Shahidullah Kamal

Personal information
- Full name: Shahidullah Kamal
- Born: 6 February 1999 (age 27) Khost, Afghanistan
- Batting: Left-handed
- Bowling: Left-arm orthodox
- Role: Batting all-rounder

International information
- National side: Afghanistan (2021–present);
- Test debut (cap 24): 10 March 2021 v Zimbabwe
- Last Test: 2 January 2025 v Zimbabwe
- ODI debut (cap 51): 21 January 2022 v Netherlands
- Last ODI: 26 August 2023 v Pakistan
- ODI shirt no.: 25
- T20I debut (cap 52): 4 October 2023 v Sri Lanka
- Last T20I: 22 January 2026 v West Indies
- T20I shirt no.: 25

Career statistics
| Competition | Test | ODI | T20I | FC |
| Matches | 3 | 3 | 7 | 36 |
| Runs scored | 63 | 39 | 104 | 2,916 |
| Batting average | 21.00 | 13.00 | 26.00 | 53.01 |
| 100s/50s | 0/0 | 0/0 | 0/0 | 10/12 |
| Top score | 29* | 37 | 49* | 189 |
| Balls bowled | 30 | 18 | 18 | 1,690 |
| Wickets | 0 | 0 | 1 | 22 |
| Bowling average | – | – | 31.00 | 46.18 |
| 5 wickets in innings | – | – | 0 | 0 |
| 10 wickets in match | – | – | 0 | 0 |
| Best bowling | – | – | 1/13 | 3/26 |
| Catches/stumpings | 0/– | 2/– | 4/– | 31/– |

Medal record
Representing Afghanistan
Men's Cricket
Asian Games
| Silver medal – second place | 2022 Hangzhou | Team |
- Source: Cricinfo, 19 July 2026

= Shahidullah (cricketer) =

Afghan cricketer

Shahidullah Kamal (born 6 February 1999) is an Afghan cricketer.

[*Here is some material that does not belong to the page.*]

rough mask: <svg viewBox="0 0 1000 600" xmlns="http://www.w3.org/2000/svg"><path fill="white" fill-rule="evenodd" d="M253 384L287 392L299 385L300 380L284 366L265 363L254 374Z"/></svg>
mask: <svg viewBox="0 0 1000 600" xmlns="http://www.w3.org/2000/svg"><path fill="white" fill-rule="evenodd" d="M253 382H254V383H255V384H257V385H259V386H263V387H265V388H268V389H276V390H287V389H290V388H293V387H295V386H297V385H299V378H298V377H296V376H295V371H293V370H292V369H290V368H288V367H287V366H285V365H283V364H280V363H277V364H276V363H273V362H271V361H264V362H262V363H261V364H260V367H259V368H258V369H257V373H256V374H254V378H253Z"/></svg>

He made his List A debut for Afghanistan A against Zimbabwe A during their tour to Zimbabwe on 27 January 2017. He was named in Afghanistan's squad for the 2014 Under-19 Cricket World Cup. He made his international debut for the Afghanistan cricket team in March 2021, in a Test match against Zimbabwe.

==Career==
A batting all-rounder, Shahidullah made his Twenty20 debut for Band-e-Amir Dragons in the 2017 Shpageeza Cricket League on 12 September 2017. He made his first-class debut for Mis Ainak Region in the 2017–18 Ahmad Shah Abdali 4-day Tournament on 19 November 2017. He was the leading run-scorer for Mis Ainak Region in the 2018 Ahmad Shah Abdali 4-day Tournament, with 663 runs in eight matches.

In September 2018, Shahidullah was named in Kabul's squad in the first edition of the Afghanistan Premier League tournament. In December 2018, he was named in Afghanistan's under-23 team for the 2018 ACC Emerging Teams Asia Cup.

In August 2019, Shahidullah was named in Afghanistan's Twenty20 International (T20I) squad for the 2019–20 Bangladesh Tri-Nation Series. In November 2019, he was named in Afghanistan's squad for the 2019 ACC Emerging Teams Asia Cup in Bangladesh. In February 2021, he was named in Afghanistan's Test squad for their series against Zimbabwe. He made his Test debut for Afghanistan, against Zimbabwe, on 10 March 2021.

In July 2021, Shahidullah was named in Afghanistan's One Day International (ODI) squad for their series against Pakistan. In January 2022, he was named in Afghanistan's ODI squad for their series against the Netherlands in Qatar. He made his ODI debut on 21 January 2022, for Afghanistan against the Netherlands.